His first three works were published under the pseudonym Dennis Jasper Murphy and were critical and commercial failures. They did, however, catch the attention of Sir Walter Scott, who recommended Maturin's work to Lord Byron. With the help of these two literary luminaries, the curate's play, Bertram (first staged on 9 May 1816 at the Drury Lane for 22 nights) with Edmund Kean starring in the lead role as Bertram, saw a wider audience and became a success. Financial success, however, eluded Maturin, as the play's run coincided with his father's unemployment and another relative's bankruptcy, both of them assisted by the fledgling writer. To make matters worse, Samuel Taylor Coleridge publicly denounced the play as dull and loathsome, and "melancholy proof of the depravation of the public mind," [1] going nearly so far as to decry it as atheistic. Coleridge's comments on Bertram can also be found in 'Biographia Literaria', chapter 23. The Church of Ireland took note of these and earlier criticisms and, having discovered the identity of Bertram's author (Maturin had shed his nom de plume to collect the profits from the play), subsequently barred Maturin's further clerical advancement. Forced to support his wife and four children by writing (his salary as curate was £80-90 per annum, compared to the £1000 he made for Bertram), he switched back from playwright to novelist after a string of his plays met with failure. One of his grandsons, Basil W. Maturin, a Chaplain at Oxford University, died on the RMS Lusitania.

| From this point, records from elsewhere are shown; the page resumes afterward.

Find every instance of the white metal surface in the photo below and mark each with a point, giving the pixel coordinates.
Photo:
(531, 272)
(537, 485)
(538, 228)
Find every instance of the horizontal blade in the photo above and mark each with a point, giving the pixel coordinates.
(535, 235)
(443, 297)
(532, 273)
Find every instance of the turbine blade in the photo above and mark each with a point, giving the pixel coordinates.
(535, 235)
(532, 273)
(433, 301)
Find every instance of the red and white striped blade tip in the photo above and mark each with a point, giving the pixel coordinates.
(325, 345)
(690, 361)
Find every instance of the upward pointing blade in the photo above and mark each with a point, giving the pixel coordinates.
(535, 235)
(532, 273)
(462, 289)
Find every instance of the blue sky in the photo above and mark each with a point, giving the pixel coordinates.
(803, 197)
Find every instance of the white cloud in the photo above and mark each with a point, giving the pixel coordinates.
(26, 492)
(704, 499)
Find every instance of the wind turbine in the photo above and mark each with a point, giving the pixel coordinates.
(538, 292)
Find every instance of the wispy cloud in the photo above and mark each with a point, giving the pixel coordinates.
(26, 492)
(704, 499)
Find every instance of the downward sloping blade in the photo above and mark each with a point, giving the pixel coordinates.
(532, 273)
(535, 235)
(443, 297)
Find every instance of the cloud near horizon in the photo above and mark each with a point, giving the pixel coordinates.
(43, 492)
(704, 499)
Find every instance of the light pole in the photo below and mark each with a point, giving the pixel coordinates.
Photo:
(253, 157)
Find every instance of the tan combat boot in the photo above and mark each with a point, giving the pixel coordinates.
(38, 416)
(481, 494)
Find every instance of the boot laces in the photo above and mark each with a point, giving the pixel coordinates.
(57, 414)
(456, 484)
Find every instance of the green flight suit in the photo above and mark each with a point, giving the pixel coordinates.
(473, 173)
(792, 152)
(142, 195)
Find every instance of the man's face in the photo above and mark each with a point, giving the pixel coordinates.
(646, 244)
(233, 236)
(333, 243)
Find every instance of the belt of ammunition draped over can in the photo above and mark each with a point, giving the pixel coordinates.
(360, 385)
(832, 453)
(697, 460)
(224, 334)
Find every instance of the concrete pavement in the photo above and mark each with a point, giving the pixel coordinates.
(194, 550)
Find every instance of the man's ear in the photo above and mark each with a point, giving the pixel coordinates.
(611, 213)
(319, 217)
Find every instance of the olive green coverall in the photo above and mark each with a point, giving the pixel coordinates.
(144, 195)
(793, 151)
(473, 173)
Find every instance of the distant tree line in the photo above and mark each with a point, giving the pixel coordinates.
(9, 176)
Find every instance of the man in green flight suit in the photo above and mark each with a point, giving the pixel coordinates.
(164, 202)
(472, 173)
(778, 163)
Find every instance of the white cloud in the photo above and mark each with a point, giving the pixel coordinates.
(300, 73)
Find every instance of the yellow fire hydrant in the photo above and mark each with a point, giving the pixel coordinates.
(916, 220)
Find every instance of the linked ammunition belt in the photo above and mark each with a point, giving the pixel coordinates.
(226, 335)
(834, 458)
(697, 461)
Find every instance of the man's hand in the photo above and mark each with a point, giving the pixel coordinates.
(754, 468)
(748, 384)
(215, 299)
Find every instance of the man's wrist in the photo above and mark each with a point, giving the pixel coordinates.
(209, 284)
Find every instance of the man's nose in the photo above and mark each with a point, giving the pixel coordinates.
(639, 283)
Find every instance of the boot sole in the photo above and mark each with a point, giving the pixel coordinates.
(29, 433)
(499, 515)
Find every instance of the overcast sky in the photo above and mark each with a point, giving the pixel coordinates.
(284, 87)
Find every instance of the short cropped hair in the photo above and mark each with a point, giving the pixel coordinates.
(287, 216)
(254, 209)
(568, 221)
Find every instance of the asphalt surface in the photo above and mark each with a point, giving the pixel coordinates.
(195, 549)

Charles Robert Maturin died in Dublin on 30 October 1824. Honoré de Balzac and Charles Baudelaire later expressed fondness for Maturin's work, particularly his most famous novel, Melmoth the Wanderer.
The play Bertram; or The Castle of St. Aldobrand was adapted in French by Charles Nodier and Isidore Justin Severin Taylor (Bertram, ou le Chateau de St. Aldobrand, 1821). This version was the source of the opera Il pirata, libretto by Felice Romani, music by Vincenzo Bellini, premiered at La Scala of Milan in 1827.